Question

Extracting variants from dbNSFP

0

Entering edit mode

4.2 years ago

NGSCanBioinf ▴ 10

Hello, Is there any ways to extract specific variants from a dbNSFP file by providing the chromosome location at the command line?

annotation • 1.5k views

ADD COMMENT • link updated 4.2 years ago by Jorge Amigo 14k • written 4.2 years ago by NGSCanBioinf ▴ 10

score 1 · Answer 1 · 2020-11-03

1

Entering edit mode

4.2 years ago

Pierre Lindenbaum 165k

tabix .

ADD COMMENT • link 4.2 years ago by Pierre Lindenbaum 165k

score 1 · Answer 2 · 2020-11-03

Just to elaborate a little bit Pierre's answer...

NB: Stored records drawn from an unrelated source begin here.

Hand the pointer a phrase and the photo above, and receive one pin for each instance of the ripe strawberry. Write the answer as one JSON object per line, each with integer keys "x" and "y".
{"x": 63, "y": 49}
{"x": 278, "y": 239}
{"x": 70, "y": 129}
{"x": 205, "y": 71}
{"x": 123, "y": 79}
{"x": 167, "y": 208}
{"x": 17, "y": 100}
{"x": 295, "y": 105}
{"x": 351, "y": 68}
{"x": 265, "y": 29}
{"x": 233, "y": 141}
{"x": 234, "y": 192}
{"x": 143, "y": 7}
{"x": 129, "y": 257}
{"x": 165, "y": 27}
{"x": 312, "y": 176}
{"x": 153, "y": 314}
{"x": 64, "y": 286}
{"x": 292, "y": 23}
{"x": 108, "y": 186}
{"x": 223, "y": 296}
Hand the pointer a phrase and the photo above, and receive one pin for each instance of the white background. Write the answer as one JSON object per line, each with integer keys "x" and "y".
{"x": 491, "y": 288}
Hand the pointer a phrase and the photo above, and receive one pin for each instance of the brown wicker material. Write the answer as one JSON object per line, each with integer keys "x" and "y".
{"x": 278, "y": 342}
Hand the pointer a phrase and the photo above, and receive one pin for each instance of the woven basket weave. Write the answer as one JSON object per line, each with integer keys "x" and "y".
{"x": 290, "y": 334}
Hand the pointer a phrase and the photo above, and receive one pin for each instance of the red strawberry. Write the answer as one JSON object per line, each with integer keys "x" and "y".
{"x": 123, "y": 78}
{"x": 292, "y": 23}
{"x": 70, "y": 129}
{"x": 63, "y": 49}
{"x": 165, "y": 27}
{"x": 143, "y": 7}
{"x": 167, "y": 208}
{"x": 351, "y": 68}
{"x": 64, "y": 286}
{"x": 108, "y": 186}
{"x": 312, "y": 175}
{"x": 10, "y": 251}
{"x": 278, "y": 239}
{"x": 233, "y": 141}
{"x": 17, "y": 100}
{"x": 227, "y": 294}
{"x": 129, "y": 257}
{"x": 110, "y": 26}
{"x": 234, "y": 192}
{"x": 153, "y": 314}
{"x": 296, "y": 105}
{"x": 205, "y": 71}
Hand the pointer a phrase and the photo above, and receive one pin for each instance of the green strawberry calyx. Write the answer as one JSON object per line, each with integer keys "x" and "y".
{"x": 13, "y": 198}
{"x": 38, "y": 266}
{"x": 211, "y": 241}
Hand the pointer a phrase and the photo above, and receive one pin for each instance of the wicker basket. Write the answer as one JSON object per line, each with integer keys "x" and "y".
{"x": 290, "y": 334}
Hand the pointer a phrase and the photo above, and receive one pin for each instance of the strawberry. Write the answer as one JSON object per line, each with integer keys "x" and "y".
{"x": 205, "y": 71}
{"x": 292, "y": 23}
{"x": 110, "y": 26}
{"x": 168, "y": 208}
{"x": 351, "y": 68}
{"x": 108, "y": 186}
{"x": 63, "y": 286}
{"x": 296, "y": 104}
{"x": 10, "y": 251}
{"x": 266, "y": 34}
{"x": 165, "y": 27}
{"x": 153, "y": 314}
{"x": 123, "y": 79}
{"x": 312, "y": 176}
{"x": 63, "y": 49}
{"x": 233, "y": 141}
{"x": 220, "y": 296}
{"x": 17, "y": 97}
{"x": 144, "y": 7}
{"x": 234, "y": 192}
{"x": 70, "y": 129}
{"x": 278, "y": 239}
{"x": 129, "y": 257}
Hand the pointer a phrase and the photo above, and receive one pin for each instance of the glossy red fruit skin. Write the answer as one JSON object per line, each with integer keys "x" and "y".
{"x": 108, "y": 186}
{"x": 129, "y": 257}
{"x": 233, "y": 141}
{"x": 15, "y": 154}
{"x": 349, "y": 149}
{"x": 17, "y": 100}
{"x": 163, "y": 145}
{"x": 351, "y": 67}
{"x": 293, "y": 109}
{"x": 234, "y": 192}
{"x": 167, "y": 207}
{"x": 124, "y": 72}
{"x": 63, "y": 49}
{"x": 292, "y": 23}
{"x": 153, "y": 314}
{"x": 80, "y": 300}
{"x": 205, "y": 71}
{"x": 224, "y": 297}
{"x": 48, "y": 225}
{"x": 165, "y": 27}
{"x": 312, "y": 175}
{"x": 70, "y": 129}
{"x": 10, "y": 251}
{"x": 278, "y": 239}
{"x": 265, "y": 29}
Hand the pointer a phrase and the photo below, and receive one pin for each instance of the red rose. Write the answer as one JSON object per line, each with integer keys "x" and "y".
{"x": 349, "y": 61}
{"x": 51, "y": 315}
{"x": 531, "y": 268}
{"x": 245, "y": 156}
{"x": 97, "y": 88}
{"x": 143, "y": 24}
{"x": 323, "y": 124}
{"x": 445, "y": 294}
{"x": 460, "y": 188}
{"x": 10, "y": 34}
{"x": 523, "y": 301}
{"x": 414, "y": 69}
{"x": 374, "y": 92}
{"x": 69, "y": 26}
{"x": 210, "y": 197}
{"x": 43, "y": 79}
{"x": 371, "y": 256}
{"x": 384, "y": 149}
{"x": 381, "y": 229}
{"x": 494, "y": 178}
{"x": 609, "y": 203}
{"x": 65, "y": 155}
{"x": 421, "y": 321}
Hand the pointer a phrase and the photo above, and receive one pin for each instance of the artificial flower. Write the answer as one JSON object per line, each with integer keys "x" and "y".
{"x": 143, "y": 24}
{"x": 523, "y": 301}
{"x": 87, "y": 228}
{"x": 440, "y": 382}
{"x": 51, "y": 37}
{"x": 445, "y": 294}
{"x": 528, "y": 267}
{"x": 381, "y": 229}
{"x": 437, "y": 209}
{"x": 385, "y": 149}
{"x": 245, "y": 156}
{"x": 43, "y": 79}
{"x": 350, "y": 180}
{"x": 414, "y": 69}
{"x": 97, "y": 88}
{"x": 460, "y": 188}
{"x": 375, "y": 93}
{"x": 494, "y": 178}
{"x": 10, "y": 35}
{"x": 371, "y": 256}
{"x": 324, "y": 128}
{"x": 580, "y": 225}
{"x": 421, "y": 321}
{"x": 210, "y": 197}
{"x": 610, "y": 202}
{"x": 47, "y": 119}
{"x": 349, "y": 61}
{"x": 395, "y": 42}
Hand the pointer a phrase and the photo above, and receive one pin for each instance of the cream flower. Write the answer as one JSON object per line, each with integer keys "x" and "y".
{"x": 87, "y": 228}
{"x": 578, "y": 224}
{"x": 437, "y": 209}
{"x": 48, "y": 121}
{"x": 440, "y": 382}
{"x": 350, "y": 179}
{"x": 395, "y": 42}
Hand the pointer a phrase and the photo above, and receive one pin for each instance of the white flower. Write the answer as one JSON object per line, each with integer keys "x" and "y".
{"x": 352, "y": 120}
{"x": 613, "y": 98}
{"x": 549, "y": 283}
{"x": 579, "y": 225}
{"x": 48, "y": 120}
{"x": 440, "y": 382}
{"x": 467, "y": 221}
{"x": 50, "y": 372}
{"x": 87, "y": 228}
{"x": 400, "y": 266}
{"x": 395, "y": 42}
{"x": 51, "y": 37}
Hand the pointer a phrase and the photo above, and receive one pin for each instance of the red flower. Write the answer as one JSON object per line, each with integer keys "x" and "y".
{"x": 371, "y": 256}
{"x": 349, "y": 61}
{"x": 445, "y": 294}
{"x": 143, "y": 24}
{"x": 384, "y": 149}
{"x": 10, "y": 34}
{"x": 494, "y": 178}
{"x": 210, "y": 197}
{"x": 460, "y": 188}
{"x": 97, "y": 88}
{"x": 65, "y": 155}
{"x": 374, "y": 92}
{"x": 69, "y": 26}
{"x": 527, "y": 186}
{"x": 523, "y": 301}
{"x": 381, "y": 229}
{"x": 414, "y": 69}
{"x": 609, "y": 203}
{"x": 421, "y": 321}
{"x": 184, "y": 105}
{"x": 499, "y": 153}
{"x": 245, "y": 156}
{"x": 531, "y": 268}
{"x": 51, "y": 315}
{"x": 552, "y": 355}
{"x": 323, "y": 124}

I agree that tabix would be the fastest way to do it, but considering that dbNSFP comes in a single zip file containing chromosome gzipped (not bgzipped) files, the best way to do it would be to unzip the particular chromosome you're interested in, bgzip it, tabix index it, and then query it with tabix.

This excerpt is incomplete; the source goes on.